⬅️ Books ⬅️ Read one book a week by Frank J Barrett

Improviser’s toolkit

  1. Approach leadership tasks as experiments
    • how can you encourage people to see leadership as a set of learning experiments
    • how can you make it safe to for people to take thoughtful risks?
  2. Boost information processing in the midst of action
    • how can you create spaces for people to tell stories about what they are doing in their work, a chance to share learning experiences and insights?
  3. Prepare for serendipity by deliberately breaking a routine
    • what routines do you notice that need to be deliberately disrupted so as to open the possibility of new thinking and the search for innovative solutions?
  4. Expand the vocabulary of yes to overcome the glamour of no
    • how can you deliberately highlight the positive potential in nascent ideas that have yet to to achieve fruition
    • where have you or others seen an obstacle and turned it into an opportunity?
  5. Take advantage of the clunkers
    • how can you further the belief that both success and failure generate useful data that stimulates learning?
    • when have you learned from a failure yet failed to let others know about it?
  6. Ensure that everyone has a chance to solo from time to time
    • how can you assure that it is safe to articulate diverse views and that they are taken seriously by others?
    • when have you last seen people support one another, help each other to think out loud, to experiment, to take a risk with an unproven idea?
  7. Celebrate comping to create a culture of noble followership
    • how can you reward people for helping others be successful rather than simply rewarding their individual achievements?
    • when have you last actively acknowledged that you rely on others’ input to improve or complete your thinking?
  8. Create minimal structures to maximize autonomy
    • what are the core minimal values and vision that are non-negotiable, to which all must adhere so that all are free to embellish, branch out, respond, and innovate?
  9. Encourage serious play.
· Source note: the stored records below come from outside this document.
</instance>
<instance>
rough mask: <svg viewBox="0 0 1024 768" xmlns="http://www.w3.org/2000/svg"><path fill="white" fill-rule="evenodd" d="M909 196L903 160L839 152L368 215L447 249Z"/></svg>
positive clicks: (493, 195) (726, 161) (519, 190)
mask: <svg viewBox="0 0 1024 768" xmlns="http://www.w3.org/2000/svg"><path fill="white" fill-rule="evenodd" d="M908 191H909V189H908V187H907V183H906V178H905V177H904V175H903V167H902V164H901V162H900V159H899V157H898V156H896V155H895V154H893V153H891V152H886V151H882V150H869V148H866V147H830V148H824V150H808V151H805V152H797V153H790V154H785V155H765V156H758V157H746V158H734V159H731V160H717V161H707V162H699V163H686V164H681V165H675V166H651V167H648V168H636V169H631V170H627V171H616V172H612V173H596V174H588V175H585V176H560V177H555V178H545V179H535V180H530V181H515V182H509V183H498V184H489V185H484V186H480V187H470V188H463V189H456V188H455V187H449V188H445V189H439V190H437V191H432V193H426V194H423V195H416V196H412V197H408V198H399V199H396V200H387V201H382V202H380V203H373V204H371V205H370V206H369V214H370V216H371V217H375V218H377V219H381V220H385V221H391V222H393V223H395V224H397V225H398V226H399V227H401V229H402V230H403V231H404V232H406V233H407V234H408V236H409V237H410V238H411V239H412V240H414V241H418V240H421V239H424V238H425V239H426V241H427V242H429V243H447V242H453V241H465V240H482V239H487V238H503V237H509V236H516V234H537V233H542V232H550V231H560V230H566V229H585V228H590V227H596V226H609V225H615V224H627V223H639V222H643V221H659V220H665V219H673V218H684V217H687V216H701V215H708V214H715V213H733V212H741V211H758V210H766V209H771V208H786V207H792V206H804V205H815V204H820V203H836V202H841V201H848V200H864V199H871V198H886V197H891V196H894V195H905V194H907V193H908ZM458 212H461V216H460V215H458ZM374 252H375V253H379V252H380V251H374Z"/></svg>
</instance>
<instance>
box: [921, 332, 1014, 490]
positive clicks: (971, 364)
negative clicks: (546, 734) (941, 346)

Too much control inhibits flow.
    • what can you do to lessen anxiety to support ongoing learning and collaboration in your organization?
  10. Jam.
    • where in your organization are the open times or casual places that allow for happy accidents, serendipitous exchanges, fruitful conversations, and curious questions?
  11. Cultivate provocative competence: create expansive promises as occasions for stretching out into unfamiliar territory
    • how are people in our organization playing it safe by repeating what has worked in the past?
    • can you imagine an incremental disruption that might dislodge peoples’ habits and demand that they respond in new ways?